Going it alone in limbo

It is widely assumed that unless President Alberto Fernández’s government reaches an agreement with the International Monetary Fund very soon, Argentina will sink far deeper into the mire. We could be about to learn if the many who think this way have it right or if they are merely scare-mongering.

It is widely assumed that unless President Alberto Fernández’s government reaches an agreement with the International Monetary Fund very soon, Argentina will sink far deeper into the mire in which she has been trapped for so many decades, with millions more of her inhabitants falling below the poverty line and increasing numbers of businessmen and talented youngsters moving abroad because they are convinced it would be worse than useless for them to stay here. We could be about to learn if the many who think this way have it right or if they are merely scare-mongering.

The signs are ominous. When a couple of days ago Economy Minister Martín Guzmán admitted that negotiations with the IMF were going badly because the Kirchnerite brand of economics is not properly appreciated in other parts of the world, the money markets reacted in their usual fashion by selling off anything connected with Argentina and sending the country risk index even higher that it already was.

Perhaps few genuinely fear that the country is about to become a slightly less tropical version of Venezuela, which under a regime many Kirchnerites admire has been reduced to a wretched wasteland ravaged by famine and swarming with thugs who have driven more people into exile than have the Syrian regime and its equally brutal enemies, but it cannot be denied that the prospects facing Argentina do look decidedly bleak.

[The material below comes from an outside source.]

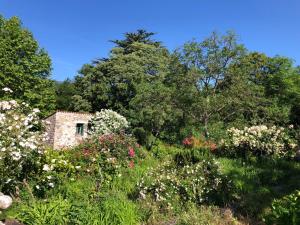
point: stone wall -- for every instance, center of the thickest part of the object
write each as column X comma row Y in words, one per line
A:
column 62, row 128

All this confronts the Kirchnerite government with an unpleasant dilemma, one which has less to do with the welfare of the country’s inhabitants than with its own political and personal priorities. Its leaders feel they have to choose between coming up with a “plan” which, to pass muster, would presumably have to include measures that would be bound to hurt the millions of their supporters who rely on hand-outs, as well as their friends in the crony capitalist community, and doing their best to make the most of whatever disasters lie in wait by blaming them on their political foes. Many evidently prefer the second alternative.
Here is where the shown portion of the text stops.